Their bond was beginning to fragment, to double and redouble as their souls merged. Vincent was less aware of thought than of feeling—Catherine's legs intertwined with his own...the graceful jutting curve of her hips under his hands...the faint rose flush visible even in the grey-shaded light of the cavern...the welcoming heat of her body as he....
Vincent sat bolt upright in bed, his breath coming harsh and fast in the empty chamber, the sweet yearning burn for her a fire in his blood. His hands felt her ghosting touch...she had been there... The sheets entangled his legs and he kicked them aside impatiently.
It was not yet dawn; the pipes were largely silent and Vincent lay back down in the bed grown cold with his wife's absence and tried to rest. But after a few minutes of tossing and turning, he gave up the attempt entirely; he was too aware, too aroused to settle. They hadn't been able to begin work on the tunnel excavation because of the presence of the abatement crew; perhaps he could get an early start....

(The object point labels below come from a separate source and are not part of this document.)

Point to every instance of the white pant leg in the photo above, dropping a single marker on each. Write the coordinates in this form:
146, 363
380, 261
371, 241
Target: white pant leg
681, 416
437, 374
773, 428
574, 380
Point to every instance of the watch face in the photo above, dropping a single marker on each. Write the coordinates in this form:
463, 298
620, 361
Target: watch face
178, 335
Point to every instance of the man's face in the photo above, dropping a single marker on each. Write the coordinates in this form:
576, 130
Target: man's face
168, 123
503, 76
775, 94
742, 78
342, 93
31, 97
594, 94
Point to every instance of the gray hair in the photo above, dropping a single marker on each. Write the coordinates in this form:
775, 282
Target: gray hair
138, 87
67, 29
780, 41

Catherine awoke with a gasp, the heat of him spreading throughout her body, convinced she had felt the strong bracing of Vincent's hands on her hips only seconds before. “Damn,” she muttered into the dark hotel room.
She rose and walked into the bathroom to splash some cool water on her face, thankful that Rita was a sound sleeper. She caught a glance of her reflection in the mirror---flushed with the memory of their loving---and sighed. Their bond had alerted her to danger once, across a continent. Perhaps they both should have expected this to happen.
Two weeks. They could do this. They had to.